Sanırım kimse merfolkların liderinin hayati kısmına dokunarak onu bu şekilde “gücendirmeye” cesaret edemezdi! Neredeyse ölüme denkti. Ama ben cüret ediyordum ve cüret eden sadece bendim. Aşırı şımartılmış ve kibirli hissediyor olsanız da, bu şekilde düzülmek hiç de fena değildi, çok güzeldi. Agares’in beklenmedik davranışlarıma karşı şüphe duymayan tepkilerini görmekten zevk almaya başladığımda bilmediğimi fark ettim.
“Biraz önce unuttum. İçine girmek beni eski halime döndürecek…”
Gözleri tüm vücudumda gezindi, görünüşe göre onları bornozun açığa çıkardığı çıplak bedenimi yutmak için kullanmayı diliyordu, ama kendini bunu yapmaktan kaçınmaya zorluyordu.

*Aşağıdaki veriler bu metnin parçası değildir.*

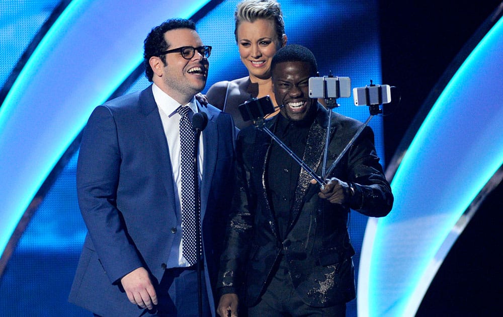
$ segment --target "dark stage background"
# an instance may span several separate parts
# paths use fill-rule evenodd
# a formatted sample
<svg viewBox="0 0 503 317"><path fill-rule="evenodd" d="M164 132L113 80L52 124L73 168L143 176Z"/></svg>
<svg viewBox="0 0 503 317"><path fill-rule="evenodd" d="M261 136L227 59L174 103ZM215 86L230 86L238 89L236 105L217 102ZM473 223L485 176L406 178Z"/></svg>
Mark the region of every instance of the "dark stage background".
<svg viewBox="0 0 503 317"><path fill-rule="evenodd" d="M407 128L417 123L414 117L422 121L421 106L435 84L500 3L380 2L383 82L399 88L402 95L397 111L384 118L387 166ZM483 111L479 107L473 111ZM500 311L503 274L495 254L502 250L502 194L500 184L451 249L416 316L494 316Z"/></svg>

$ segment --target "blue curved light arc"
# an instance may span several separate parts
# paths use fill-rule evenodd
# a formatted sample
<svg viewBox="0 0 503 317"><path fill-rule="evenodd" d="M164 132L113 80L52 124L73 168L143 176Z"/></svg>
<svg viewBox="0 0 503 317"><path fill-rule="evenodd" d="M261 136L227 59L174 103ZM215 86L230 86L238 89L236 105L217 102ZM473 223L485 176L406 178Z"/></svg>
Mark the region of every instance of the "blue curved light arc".
<svg viewBox="0 0 503 317"><path fill-rule="evenodd" d="M503 164L501 78L503 19L447 85L395 175L393 210L367 250L362 315L415 314L455 241L447 240L454 226Z"/></svg>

Bunu fark ettiğimde bir ” oh ” sesi çıkardım ve sert ve kontrollü yüz ifadesini gördükten sonra, neredeyse neşeyle kahkaha atacaktım. Agares muhtemelen sex perhizini hiç denememişti ve ilk kez onunla bu şekilde oynamayı çok ilginç buldum.

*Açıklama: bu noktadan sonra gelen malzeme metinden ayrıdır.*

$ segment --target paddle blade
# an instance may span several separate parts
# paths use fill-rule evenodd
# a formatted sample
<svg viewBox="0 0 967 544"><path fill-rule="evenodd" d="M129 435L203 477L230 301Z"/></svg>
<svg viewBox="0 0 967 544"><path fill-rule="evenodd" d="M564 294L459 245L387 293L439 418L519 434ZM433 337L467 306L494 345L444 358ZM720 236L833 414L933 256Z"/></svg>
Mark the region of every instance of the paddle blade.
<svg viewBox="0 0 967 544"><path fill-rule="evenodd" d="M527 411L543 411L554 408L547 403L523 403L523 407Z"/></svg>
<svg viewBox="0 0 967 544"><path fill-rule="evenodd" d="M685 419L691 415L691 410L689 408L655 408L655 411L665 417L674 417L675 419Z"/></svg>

Açıkçası ben de sert ve rahatsızdım ama yine de ona göre daha formdaydım. Karnıma baskı yapan o güçlü ereksiyon neredeyse patlayacaktı! Bu yüzden, küçük kazanımımla yetinmeyerek, beline sıkıca sarıldım ve kulağını yalamak için önceki örneğini izleyerek yaramazca dilimi çıkardım. Agares sayesinde yavaş yavaş tamamen kötü bir çocuğa dönüşmüştüm.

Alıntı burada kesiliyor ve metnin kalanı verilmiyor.